The one with the young lady bent the wrong way is a little unsettling. As for limber poses the idea of the new and exotic have an appeal. Just like a new outfit, toy or scenario
 
2012-12-13 12:53:04 PM  

DammitIForgotMyLogin: I wonder if that legal principle could carry over to any other aspects of the law.


Theaetetus: Lucy v. Zehmer says your statement is naive and incorrect and that you need to ask for your law school tuition back. Try telling them you were drunk when you enrolled.


That isn't what Lucy v. Zehmer says. That case is in law school text to illustrate the fact that the intent to contract is based upon an objective test. That is, if a reasonable person observing your behavior would assume that you intended to enter into a contract, then you will be held to have the requisite intent even if you subjectively did not intend to enter a contract.

In simpler terms, Lucy v. Zehmer means you can't sign a contract while appearing to be serious, then later get out of it by saying 'Heh, I was only joking,' even if you really were only joking. It's your outward conduct that matters, not your internal thoughts.

Lucy v. Zehmer would have little application here, because this isn't a case about whether the person had a subjective or objective intent to contract. It would be about whether or not he had the capacity to contract at the time of the agreement. Given the facts described, that case will turn largely on whether or not voluntary intoxication is a valid defense in civil cases in this jurisdiction. Lets look at that, shall we?

The Restatement (2d) of Contracts § 16. Intoxicated Persons
A person incurs only voidable contractual duties by entering into a transaction if the other party has reason to know that by reason of intoxication

(a) he is unable to understand in a reasonable manner the nature and consequences of the transaction, or
(b) he is unable to act in a reasonable manner in relation to the transaction.

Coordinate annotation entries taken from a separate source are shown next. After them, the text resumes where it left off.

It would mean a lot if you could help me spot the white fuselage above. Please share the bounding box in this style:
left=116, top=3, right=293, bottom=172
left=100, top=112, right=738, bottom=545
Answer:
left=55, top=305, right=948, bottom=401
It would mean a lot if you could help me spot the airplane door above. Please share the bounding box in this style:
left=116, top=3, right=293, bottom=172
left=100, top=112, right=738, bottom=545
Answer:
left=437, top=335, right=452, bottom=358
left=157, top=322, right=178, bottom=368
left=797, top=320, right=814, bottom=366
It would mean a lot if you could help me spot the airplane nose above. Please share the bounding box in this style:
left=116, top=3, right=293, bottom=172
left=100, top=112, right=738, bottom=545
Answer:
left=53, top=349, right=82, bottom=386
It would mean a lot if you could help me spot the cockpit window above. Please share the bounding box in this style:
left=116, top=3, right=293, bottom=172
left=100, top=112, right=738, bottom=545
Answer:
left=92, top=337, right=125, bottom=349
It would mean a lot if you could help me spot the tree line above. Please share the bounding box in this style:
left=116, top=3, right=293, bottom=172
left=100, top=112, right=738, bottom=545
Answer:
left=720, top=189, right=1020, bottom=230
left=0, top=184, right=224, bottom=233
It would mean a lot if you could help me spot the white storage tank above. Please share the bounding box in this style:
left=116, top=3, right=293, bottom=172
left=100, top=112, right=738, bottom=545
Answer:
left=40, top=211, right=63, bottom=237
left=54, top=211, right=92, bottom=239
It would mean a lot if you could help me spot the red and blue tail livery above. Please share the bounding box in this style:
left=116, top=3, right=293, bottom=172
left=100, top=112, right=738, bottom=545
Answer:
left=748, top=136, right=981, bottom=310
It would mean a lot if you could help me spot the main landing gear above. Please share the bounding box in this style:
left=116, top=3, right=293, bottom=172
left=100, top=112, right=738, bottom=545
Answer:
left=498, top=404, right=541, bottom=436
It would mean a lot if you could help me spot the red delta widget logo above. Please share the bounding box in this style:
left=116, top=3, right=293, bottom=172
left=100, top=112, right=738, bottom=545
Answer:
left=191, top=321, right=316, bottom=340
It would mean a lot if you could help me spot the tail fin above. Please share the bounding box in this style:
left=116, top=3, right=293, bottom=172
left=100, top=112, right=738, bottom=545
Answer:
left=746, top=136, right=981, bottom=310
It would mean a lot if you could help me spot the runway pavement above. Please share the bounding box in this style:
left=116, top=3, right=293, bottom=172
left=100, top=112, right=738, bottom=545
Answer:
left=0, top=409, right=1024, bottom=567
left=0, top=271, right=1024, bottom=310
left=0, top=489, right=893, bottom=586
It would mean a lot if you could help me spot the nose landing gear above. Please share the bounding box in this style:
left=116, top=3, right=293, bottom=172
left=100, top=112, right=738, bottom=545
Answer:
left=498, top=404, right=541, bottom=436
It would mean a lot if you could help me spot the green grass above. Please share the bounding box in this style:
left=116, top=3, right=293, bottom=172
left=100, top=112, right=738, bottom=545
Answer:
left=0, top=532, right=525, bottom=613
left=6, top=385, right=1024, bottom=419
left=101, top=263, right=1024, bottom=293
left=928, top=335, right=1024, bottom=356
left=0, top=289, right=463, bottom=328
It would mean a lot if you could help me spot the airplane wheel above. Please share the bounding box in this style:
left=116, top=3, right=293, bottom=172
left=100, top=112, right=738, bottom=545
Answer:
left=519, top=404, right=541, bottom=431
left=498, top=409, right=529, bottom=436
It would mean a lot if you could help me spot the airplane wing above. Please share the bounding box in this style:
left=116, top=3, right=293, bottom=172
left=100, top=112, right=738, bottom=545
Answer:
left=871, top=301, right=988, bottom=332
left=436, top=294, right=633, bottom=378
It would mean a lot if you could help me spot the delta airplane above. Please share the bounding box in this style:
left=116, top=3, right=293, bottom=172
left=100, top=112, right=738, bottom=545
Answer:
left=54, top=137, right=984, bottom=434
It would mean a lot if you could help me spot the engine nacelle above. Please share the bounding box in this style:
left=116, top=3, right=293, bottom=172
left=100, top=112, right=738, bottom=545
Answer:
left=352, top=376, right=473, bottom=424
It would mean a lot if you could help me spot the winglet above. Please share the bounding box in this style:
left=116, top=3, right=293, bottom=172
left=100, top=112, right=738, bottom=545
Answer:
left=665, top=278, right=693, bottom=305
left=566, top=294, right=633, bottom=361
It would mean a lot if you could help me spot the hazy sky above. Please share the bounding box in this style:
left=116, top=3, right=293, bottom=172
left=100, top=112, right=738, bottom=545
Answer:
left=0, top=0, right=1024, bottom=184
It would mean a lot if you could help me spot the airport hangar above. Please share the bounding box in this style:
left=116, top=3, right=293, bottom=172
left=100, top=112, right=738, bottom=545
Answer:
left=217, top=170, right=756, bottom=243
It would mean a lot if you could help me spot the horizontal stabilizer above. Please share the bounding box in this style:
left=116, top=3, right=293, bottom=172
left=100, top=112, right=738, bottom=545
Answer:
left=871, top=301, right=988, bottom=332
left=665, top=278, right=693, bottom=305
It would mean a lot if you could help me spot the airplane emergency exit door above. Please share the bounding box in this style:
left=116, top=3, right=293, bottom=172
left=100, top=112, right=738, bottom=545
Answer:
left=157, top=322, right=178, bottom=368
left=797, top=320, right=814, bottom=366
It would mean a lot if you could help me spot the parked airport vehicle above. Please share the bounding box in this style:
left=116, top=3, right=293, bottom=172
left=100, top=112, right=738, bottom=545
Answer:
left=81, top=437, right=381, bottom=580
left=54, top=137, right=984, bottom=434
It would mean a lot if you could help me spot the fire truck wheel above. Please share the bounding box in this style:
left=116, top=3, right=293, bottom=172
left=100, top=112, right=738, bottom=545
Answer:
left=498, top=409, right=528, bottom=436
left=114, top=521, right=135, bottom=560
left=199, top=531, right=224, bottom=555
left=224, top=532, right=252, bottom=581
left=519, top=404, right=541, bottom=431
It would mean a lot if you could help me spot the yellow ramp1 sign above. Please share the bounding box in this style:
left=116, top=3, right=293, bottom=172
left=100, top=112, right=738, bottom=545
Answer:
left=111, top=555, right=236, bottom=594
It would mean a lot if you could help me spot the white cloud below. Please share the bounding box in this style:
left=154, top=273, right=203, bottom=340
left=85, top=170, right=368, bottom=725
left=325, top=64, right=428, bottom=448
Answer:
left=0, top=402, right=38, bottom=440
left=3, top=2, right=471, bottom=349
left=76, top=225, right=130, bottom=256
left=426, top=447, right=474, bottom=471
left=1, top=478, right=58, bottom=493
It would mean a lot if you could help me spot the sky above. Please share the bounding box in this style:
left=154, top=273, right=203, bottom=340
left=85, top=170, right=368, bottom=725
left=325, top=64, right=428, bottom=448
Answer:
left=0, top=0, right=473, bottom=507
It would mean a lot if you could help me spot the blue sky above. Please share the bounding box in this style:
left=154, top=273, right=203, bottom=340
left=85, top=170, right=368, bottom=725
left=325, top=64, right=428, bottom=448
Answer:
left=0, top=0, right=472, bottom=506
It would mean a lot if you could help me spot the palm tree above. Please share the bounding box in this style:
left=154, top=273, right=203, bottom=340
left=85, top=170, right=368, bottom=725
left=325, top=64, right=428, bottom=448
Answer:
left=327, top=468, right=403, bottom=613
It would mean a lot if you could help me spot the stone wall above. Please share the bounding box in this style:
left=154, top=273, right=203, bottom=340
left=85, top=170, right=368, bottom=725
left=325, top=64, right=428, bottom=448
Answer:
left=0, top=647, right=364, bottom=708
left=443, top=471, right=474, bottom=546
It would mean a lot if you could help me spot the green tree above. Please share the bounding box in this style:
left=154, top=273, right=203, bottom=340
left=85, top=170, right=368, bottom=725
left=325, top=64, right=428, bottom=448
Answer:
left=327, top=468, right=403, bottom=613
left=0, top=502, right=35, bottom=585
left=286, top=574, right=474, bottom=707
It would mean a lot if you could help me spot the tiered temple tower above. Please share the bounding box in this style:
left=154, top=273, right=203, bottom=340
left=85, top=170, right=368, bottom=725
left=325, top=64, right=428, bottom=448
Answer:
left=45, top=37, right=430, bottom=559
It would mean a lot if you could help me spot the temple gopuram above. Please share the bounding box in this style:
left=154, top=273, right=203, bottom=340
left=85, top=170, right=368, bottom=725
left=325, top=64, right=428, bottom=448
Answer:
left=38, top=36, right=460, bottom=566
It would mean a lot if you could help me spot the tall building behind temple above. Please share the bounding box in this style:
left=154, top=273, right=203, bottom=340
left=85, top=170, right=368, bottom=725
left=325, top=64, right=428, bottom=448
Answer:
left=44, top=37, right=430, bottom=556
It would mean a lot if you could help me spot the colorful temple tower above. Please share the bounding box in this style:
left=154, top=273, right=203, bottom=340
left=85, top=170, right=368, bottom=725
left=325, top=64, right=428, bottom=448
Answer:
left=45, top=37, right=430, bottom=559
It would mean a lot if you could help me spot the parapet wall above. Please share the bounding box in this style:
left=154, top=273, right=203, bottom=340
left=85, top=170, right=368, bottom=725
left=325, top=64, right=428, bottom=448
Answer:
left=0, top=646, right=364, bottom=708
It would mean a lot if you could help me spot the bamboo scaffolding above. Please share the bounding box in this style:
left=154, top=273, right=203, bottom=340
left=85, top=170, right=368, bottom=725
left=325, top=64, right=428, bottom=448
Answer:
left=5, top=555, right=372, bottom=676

If what this person alleges is true, and it took place in a jurisdiction that follows the Restatement rule, he would not be liable.

So yes, there's at least one person in this thread that needs to take a remedial contracts class. But I don't think it's the person you were talking to.
 
2012-12-13 12:53:58 PM  
Judge is wrong. Any bar will tell you they have to remove over-served people (and shouldn't over-serve to begin with..

/"I didn't want to be drunk in public, I was drunk in a bar and they threw me out"
 
2012-12-13 12:57:17 PM  
The only time I have ever had a credit card lifted and actually used was after going to the Gold Club in Atlanta back in the late '90s when I was working an IT gig there. They had bought gas and used it at a mall. Thankfully I got it all back.